In our cars, the dashboards give us real-time feedback on speed, oil pressure, engine temperature, fuel remaining, battery voltage, etc. In 2012, couldn’t we have some sort of tech-enabled dashboard for how much time students are actually getting to immerse themselves in and practice the 7 C’s? It’s so easy now for me to examine how I spend my time at work by using the time tracker. I can see what projects I am working on, I can review what and how I am researching, and I can understand where I might need to rebalance my time allotments.

Wouldn’t it be insightful and informative to know, even if just for one day or one week or one month, how much time a student…

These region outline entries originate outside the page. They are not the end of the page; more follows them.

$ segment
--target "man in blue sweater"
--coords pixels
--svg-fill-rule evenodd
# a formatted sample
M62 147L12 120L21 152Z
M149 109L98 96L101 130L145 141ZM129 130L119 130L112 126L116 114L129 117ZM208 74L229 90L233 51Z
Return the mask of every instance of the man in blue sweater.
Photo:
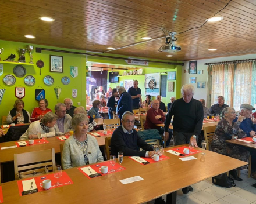
M131 95L126 92L123 86L119 87L118 92L120 96L120 99L116 107L116 114L118 118L121 120L122 116L125 111L133 112L133 99Z

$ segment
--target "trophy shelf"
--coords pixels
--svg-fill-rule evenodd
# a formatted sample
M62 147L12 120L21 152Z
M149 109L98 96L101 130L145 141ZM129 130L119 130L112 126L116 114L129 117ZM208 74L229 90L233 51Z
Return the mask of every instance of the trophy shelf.
M19 63L19 62L14 62L14 61L0 61L0 64L23 64L23 65L34 65L34 64L30 64L30 63Z

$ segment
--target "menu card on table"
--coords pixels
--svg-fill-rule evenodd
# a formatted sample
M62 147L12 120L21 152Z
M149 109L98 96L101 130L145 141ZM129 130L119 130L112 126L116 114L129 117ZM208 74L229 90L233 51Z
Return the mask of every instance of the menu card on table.
M45 179L50 179L52 181L52 187L49 188L58 188L60 187L63 187L64 185L72 184L73 183L66 172L62 171L62 174L61 177L58 179L54 177L54 173L51 173L50 174L41 175L41 176L38 176L36 177L33 177L33 178L24 179L23 180L18 180L17 182L18 183L19 191L20 193L20 196L22 196L22 192L27 190L37 189L38 192L41 192L42 191L48 191L49 190L44 190L40 186L40 183L42 182ZM58 185L57 182L59 182L59 184ZM32 187L32 188L31 187Z
M102 174L99 172L99 168L101 168L102 166L108 166L108 173L106 174ZM118 163L116 163L115 166L111 166L110 165L109 161L106 161L104 162L94 163L90 165L86 166L79 167L78 169L83 173L88 178L91 179L95 178L99 176L109 174L112 173L122 171L126 169L123 166L119 165ZM113 170L113 172L112 170Z
M161 157L162 160L160 160L160 157L159 157L159 160L158 161L154 161L151 158L147 158L147 157L141 158L140 156L129 156L129 158L136 161L137 162L141 163L143 165L145 165L149 163L152 163L155 162L159 162L163 160L170 159L169 157L165 155L162 155L162 156Z

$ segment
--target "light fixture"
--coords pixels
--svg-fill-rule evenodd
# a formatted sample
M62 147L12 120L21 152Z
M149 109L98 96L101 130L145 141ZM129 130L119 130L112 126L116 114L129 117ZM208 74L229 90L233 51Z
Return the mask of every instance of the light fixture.
M40 17L39 19L42 20L44 21L47 21L47 22L53 22L55 21L55 19L52 19L50 17L46 17L46 16Z
M35 37L33 36L33 35L24 35L25 37L27 38L35 38Z
M223 17L221 16L212 17L205 20L207 22L217 22L223 20Z
M151 39L152 38L150 37L143 37L141 38L142 39L144 39L144 41L148 41L149 39Z

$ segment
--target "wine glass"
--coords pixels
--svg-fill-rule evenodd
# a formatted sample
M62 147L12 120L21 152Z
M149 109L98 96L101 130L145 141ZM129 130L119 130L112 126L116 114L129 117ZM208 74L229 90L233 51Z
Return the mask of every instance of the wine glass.
M119 162L119 164L121 165L123 162L123 152L118 152L118 162ZM118 170L122 170L122 167L119 167Z
M160 160L163 160L163 159L162 159L162 155L165 152L165 150L163 149L163 146L162 146L162 145L159 146L158 152L159 152L158 154L160 156Z
M115 172L114 166L116 165L116 163L115 155L110 155L109 163L110 163L110 165L113 166L113 169L112 169L112 170L110 170L110 172Z
M57 165L55 167L55 170L54 172L54 177L58 179L56 184L59 185L60 183L59 182L59 178L62 176L62 171L61 170L61 166L60 165Z
M205 150L206 148L206 145L207 145L207 141L206 140L202 140L202 149L203 149L204 150ZM206 153L204 152L202 152L202 154L203 155L206 155Z

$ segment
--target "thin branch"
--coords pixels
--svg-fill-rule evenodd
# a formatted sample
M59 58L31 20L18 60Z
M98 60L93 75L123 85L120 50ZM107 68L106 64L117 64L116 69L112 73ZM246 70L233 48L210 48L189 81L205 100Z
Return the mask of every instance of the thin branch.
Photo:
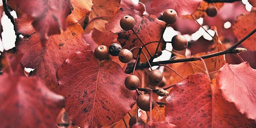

  • sits in lecture passively listening
  • practices communicating with an authentic audience
  • engages in collaborative problem-solving for a real-world problem (like a school’s recycling versus trash quandary)
  • participates in 3D printer activity to create something useful via Maker methods

By looking at the dashboard, I could see how close my son PJ is getting to 10,000 hours in “Creativity and innovation.” I could review how much time he is getting to engage in “Communications, information, and media literacy.” We could make some great, informed adjustments with this information. Just like we know when to stop for gas, when to adjust our speed, when to add oil to our car.

As a school we could examine aggregates and grouped data. We could look at departments to see if one department contributes more to certain C’s and another department contributes more to a different sub-set of C’s. We could see our bright spots and our areas for growth.

There could even be an app for that!

Driving without those gauges and instrument panels on the dashboard could cause a disaster! Using our dashboard makes us a better driver…and helps us get to where we are trying to go with greater success.

Developing and utilizing such tools could really help a school trying to create its finely tuned pedagogical master plan!